I was impressed by his humbleness–who but a very confident man could resist spilling that he guides for a living too?

Bill helps Jack cross the swift flowing Connecticut River.
Bill helps Jack cross the swift flowing Connecticut River.

We made our way wearing waders and carrying well-crafted Orvis rods down to the narrow roiling waters of the Connecticut. The Connecticut!  We crossed the clear flowing stream by foot–never thinking in all of the years we have lived beside this giant body of water that somewhere we could do that.  Bill affixed tiny nymph flies onto our 8 1/2 foot long rods, and we casted out into the water, letting the bobber float and the flies work their magic six feet down the thin leader.

The feeling of the water compressing our legs as we waded deeper is just one of the things that makes fly fishing so enticing. That and the complex nuances that Bill shared with us about water depth, behavior of the landlocked salmon, brown and rainbow trout we were pursuing, and the sunlight glinting off the beautiful Connecticut as it flowed out of the First Connecticut lake.   The saying “a day of fishing beats a day of work’  could never have been more true.

Only four other fishermen were seen on this Saturday morning in August.
Only four other fishermen were seen on this Saturday morning in August.
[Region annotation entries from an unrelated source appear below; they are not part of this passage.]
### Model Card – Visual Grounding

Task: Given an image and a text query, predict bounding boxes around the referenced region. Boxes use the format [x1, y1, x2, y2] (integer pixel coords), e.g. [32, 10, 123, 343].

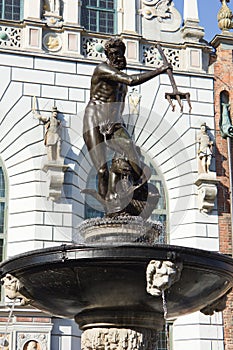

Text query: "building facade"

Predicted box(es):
[0, 0, 232, 350]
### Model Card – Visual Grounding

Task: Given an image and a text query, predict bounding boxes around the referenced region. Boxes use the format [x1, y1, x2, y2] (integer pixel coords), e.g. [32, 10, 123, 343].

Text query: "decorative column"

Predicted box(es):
[181, 0, 205, 71]
[122, 0, 140, 62]
[23, 0, 44, 51]
[218, 0, 233, 33]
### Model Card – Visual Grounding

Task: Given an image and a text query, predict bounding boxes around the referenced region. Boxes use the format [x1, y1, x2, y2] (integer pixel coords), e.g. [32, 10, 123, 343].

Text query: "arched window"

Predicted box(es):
[0, 0, 23, 21]
[81, 0, 116, 34]
[0, 160, 7, 300]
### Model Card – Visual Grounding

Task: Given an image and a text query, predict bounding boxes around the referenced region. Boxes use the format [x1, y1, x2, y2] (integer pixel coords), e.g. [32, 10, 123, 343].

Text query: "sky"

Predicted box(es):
[173, 0, 228, 42]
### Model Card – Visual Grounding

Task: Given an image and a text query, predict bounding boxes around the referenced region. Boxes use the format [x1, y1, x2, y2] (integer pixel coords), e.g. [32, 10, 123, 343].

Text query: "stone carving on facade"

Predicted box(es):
[1, 273, 30, 305]
[0, 333, 10, 350]
[16, 332, 49, 350]
[23, 340, 40, 350]
[82, 36, 106, 59]
[197, 123, 214, 174]
[43, 33, 62, 52]
[218, 0, 233, 32]
[0, 26, 22, 48]
[141, 0, 172, 22]
[43, 0, 62, 27]
[219, 102, 233, 139]
[32, 106, 68, 201]
[146, 260, 183, 296]
[81, 328, 157, 350]
[142, 45, 180, 69]
[195, 123, 218, 214]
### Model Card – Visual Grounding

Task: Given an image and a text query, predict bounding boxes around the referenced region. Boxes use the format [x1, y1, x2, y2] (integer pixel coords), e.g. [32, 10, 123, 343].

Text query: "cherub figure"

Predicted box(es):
[197, 123, 213, 174]
[33, 107, 61, 161]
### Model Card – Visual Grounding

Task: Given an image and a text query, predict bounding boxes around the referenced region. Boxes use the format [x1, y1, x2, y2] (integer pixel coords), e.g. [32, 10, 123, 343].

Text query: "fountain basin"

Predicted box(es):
[0, 244, 233, 329]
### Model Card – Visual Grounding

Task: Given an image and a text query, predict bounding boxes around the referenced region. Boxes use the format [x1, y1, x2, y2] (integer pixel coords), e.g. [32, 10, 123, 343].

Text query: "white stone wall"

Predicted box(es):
[0, 52, 222, 350]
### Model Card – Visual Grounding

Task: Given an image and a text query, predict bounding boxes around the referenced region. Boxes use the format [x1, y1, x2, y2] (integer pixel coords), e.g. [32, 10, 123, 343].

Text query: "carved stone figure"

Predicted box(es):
[83, 38, 171, 208]
[1, 273, 30, 305]
[26, 340, 39, 350]
[81, 328, 157, 350]
[146, 260, 183, 296]
[197, 123, 213, 174]
[34, 107, 63, 161]
[141, 0, 171, 21]
[129, 88, 142, 114]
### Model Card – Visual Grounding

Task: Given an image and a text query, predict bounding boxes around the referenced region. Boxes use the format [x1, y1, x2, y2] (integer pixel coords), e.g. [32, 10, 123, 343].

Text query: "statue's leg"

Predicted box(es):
[56, 140, 61, 160]
[83, 127, 108, 198]
[47, 146, 53, 161]
[110, 126, 142, 181]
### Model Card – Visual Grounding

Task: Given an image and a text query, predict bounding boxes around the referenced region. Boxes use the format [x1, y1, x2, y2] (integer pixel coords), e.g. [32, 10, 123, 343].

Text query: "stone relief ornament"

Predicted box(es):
[141, 0, 172, 22]
[32, 102, 68, 201]
[43, 0, 62, 27]
[1, 273, 30, 305]
[146, 260, 183, 296]
[17, 332, 48, 350]
[128, 88, 142, 115]
[81, 328, 157, 350]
Only four other fishermen were on the river on this Saturday morning, quite the contrast from the crowded streams I’ve seen before. It helped that Bill had taken us down a ways from the more crowded positions right under the dam. I hooked an 18″ rainbow trout and my heart pounded as I listened to Bill coach me to whip the rod up to set the hook…but I didn’t do it fast enough and that big one got away.
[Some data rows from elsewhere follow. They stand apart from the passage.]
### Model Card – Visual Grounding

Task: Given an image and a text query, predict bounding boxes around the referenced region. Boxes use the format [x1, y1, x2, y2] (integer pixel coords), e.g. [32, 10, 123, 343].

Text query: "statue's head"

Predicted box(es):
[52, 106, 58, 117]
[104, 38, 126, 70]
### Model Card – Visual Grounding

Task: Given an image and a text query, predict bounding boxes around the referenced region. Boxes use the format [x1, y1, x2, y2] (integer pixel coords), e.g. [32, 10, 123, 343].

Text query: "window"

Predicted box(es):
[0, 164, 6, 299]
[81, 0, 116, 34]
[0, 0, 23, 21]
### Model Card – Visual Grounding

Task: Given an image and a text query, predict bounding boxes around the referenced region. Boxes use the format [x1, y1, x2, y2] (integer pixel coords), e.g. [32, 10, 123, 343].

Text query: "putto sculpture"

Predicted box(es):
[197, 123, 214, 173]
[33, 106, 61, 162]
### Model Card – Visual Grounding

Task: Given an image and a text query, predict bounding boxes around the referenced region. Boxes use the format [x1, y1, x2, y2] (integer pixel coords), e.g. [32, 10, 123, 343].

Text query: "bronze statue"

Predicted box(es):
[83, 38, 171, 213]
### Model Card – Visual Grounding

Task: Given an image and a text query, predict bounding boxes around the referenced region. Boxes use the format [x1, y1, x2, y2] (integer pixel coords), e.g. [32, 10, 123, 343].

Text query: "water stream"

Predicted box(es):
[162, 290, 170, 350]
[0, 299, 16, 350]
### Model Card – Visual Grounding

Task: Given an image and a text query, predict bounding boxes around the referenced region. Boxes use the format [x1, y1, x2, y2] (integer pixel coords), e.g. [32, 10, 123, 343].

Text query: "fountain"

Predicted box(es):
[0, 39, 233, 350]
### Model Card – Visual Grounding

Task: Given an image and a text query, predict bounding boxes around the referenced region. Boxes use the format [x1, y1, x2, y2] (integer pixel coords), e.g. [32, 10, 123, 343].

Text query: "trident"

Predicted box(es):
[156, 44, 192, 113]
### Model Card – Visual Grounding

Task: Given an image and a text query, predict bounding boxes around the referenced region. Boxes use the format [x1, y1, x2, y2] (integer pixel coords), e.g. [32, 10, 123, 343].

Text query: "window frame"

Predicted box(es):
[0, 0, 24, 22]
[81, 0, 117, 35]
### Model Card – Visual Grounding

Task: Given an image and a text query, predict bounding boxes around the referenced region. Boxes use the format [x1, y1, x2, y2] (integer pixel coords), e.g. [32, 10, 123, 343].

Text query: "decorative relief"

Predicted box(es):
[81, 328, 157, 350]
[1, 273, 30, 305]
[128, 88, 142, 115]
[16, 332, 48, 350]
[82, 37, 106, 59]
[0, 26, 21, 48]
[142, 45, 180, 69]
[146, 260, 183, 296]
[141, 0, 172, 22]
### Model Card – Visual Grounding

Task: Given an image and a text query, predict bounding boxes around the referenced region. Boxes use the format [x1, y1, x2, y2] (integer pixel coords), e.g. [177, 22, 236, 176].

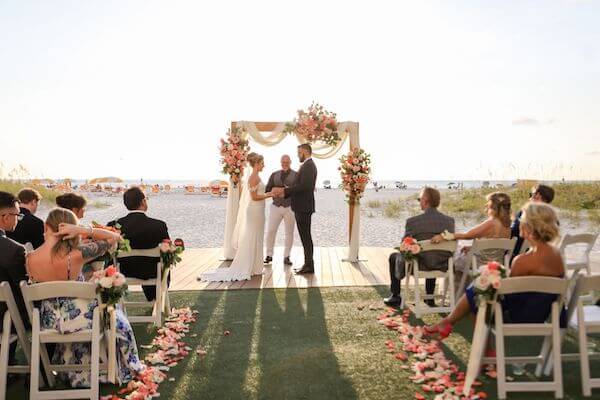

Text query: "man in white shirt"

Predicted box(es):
[265, 154, 297, 265]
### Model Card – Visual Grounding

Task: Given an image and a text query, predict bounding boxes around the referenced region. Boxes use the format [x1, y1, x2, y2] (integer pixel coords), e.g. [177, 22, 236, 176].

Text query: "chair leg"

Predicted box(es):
[90, 307, 100, 400]
[29, 309, 41, 400]
[577, 307, 592, 397]
[496, 310, 506, 399]
[552, 303, 563, 399]
[535, 336, 552, 378]
[413, 268, 422, 318]
[0, 311, 11, 400]
[154, 276, 163, 328]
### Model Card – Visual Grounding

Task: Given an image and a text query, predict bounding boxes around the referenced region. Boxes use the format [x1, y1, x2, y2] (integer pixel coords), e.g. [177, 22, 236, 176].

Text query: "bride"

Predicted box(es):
[200, 153, 273, 282]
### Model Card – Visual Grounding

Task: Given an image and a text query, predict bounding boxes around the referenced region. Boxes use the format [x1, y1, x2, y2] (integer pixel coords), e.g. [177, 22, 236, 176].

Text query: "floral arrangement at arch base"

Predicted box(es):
[284, 103, 342, 146]
[160, 239, 185, 273]
[338, 148, 371, 205]
[220, 127, 250, 185]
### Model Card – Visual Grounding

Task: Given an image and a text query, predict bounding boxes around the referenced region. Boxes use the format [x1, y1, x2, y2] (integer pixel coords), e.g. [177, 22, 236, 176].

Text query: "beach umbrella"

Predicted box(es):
[88, 176, 123, 185]
[31, 178, 54, 185]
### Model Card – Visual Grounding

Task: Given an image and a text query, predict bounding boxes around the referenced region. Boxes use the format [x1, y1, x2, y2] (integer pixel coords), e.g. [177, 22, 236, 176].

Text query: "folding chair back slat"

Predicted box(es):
[21, 281, 102, 400]
[403, 240, 457, 318]
[494, 276, 569, 399]
[117, 246, 170, 326]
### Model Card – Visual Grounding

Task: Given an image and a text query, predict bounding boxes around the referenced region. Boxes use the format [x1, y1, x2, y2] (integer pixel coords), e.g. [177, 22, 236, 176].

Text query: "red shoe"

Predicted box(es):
[424, 323, 454, 340]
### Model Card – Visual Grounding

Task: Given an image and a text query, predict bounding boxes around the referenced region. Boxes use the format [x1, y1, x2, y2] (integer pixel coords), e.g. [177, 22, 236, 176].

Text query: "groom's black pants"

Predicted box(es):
[389, 253, 435, 297]
[294, 212, 315, 268]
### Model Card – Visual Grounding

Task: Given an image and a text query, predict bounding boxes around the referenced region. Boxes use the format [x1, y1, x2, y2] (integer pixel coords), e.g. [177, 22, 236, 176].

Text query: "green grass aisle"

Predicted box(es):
[7, 287, 600, 400]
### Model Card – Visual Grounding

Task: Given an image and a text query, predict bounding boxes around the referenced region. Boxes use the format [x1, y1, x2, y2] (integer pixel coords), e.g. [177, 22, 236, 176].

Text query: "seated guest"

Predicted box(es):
[431, 192, 510, 283]
[108, 186, 169, 301]
[56, 193, 87, 219]
[510, 185, 554, 259]
[6, 188, 44, 249]
[426, 202, 565, 338]
[0, 192, 29, 364]
[383, 187, 454, 307]
[27, 208, 144, 387]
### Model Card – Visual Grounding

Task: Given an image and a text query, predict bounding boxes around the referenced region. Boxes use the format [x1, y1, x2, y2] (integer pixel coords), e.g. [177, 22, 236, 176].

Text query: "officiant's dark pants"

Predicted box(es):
[294, 212, 315, 268]
[389, 253, 435, 296]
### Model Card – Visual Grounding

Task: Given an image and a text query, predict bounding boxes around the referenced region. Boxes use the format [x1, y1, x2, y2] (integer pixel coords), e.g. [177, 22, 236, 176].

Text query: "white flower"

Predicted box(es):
[100, 276, 113, 289]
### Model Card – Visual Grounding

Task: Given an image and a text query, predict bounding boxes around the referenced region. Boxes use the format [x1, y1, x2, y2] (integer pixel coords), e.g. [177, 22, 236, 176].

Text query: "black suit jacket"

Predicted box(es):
[108, 212, 169, 279]
[0, 231, 30, 331]
[6, 208, 44, 249]
[285, 158, 317, 213]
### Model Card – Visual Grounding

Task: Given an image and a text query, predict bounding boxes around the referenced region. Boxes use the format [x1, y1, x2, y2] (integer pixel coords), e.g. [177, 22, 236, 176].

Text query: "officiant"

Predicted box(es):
[265, 154, 297, 265]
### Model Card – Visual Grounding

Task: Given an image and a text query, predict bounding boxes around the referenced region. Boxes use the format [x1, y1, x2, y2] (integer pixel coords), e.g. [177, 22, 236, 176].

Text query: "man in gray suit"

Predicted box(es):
[383, 187, 454, 307]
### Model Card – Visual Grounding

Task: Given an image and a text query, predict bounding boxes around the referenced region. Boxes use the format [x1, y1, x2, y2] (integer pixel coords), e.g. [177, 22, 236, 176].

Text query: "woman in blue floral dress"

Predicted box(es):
[27, 208, 145, 387]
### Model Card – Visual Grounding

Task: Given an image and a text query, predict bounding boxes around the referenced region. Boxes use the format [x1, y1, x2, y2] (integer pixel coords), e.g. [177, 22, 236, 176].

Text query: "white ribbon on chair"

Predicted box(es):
[463, 301, 491, 394]
[100, 304, 117, 383]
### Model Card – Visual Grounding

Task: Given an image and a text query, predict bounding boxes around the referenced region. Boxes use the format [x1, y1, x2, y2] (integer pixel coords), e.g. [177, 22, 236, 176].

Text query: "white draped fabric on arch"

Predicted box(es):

I understand now why so many men my age spend thousands on rods, reels and guides to pursue fish that they don’t even bring home to put in a frying pan. The crisp air, the feeling of solitude on a river, the expertise that Bill demonstrates as he casts his flies and the multitude of other calming effects of a morning fishing are easily explained and understood once you’ve done it.

You should have seen that big rainbow I almost landed!